I will never give up on preaching the words of American singer-songwriter Katie Crutchfield. Every band she’s been a part of has affected someone positively, be it just herself or her friends. P.S. Eliot, which was Katie Crutchfield and her twin sister, Allison Crutchfield‘s band, was most active before Waxahatchee began, but is still one that musicians mention as inspiration to this day. Both the Crutchfield twins are fundamental to the DIY and indie scene. They’re also both incredibly talented. One time Katie tweeted saying “Jenny Lewis is my Beyonce and Beyonce is my god,” and even that thread of tweets has changed my life for the better.
Waxachtchee’s lyrics blend romantic fears and insecurities with beautifully constructed soft and at times aggressive guitar chords. You can tell her writing style is more than her trying to make a good song, but a way for her to understand her own feelings. That’s what has always drawn me to her music: it’s brave, it’s beautiful and the lyrics are so much more than a catchy chorus. I have said before, in little and long rants, that I believe that Katie Crutchfield is one of the best lyricists of this generation.
The first two lo-fi solo albums were released by Don Giovanni Records. American Weekend held songs like “Be Good” with lyrics like “Now I’m laughing at my boredom/At my string of failed attempts/Because you think that it’s important/And I welcome the sentiment.” A song friends have sent covers of to me saying “isn’t this the cutest song about beer you’ve ever heard” and it is, but it’s also more. She’s letting out what many fear to say. The fact that sometimes, being emotionally reassured about your insecurities is actually all you need. This is one of the strongest features of Katie’s music. She’s saying what many of us feel but fear that by saying it we will only be taken as weak. She makes her weakness strength, and transfers that strength to her listeners even for a minute. Cerulean Salt made this even more apparent and will always successfully feel like a damaged wonder. Ivy Trip, released by Merge Records, was more than just her and her guitar, capturing her personal lyrics and making them a little more angry and so much stronger.
I’ve only seen Waxahatchee once, at Hardly Strictly Bluegrass a couple years ago. She was the first band on the stage curated by Conor Oberst.

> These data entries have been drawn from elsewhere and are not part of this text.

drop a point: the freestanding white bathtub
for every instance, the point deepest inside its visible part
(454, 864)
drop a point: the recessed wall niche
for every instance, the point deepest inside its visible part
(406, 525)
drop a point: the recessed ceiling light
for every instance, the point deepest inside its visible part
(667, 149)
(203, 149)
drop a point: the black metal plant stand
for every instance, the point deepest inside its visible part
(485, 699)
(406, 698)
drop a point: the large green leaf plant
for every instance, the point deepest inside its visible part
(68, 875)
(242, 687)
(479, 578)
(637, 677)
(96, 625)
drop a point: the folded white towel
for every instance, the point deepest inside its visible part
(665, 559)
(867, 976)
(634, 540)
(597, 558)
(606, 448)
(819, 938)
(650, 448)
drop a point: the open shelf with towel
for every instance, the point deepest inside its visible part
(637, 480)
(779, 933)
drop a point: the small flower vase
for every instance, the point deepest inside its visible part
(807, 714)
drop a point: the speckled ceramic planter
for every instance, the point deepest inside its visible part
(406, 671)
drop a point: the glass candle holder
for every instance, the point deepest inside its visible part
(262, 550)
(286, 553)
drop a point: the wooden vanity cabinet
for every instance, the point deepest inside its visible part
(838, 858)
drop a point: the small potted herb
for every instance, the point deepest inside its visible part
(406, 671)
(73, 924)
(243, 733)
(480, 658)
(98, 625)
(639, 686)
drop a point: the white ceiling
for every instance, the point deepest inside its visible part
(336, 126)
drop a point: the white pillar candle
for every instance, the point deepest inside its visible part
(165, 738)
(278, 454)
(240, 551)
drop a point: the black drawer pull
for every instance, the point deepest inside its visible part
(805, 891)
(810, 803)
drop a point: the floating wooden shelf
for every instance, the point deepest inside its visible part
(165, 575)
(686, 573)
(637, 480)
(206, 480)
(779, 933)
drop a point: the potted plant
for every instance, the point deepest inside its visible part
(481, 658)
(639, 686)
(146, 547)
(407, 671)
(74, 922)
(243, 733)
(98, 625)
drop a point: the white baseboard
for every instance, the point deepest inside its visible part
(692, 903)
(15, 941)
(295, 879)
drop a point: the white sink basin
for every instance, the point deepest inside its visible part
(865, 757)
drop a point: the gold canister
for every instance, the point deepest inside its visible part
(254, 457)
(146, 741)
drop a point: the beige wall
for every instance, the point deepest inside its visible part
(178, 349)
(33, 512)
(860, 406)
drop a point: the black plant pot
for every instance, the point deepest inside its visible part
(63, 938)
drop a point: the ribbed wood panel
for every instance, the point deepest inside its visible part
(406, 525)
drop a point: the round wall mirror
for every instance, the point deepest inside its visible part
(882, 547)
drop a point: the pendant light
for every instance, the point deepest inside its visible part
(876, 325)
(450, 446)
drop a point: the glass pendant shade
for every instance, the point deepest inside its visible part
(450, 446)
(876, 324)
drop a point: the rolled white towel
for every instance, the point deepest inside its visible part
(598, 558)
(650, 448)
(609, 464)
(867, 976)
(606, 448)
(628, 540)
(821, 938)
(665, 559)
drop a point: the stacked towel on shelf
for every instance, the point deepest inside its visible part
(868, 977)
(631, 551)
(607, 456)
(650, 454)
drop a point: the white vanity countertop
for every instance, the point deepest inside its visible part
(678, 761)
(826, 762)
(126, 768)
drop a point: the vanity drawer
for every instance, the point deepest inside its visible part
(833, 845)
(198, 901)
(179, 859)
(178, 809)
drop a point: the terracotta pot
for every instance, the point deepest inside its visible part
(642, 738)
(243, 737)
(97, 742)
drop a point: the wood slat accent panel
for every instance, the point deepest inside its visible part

I got there mid-set, walked through the crowd who may at the time never had heard of her at all, but every single one of them were letting it be known that she was worth listening to. So of course it comes as no surprise that her show on March 8th at The Chapel is sold out, and I salute all who got a ticket. To those that didn’t, there will be more chances, because she is currently working on her fourth studio album.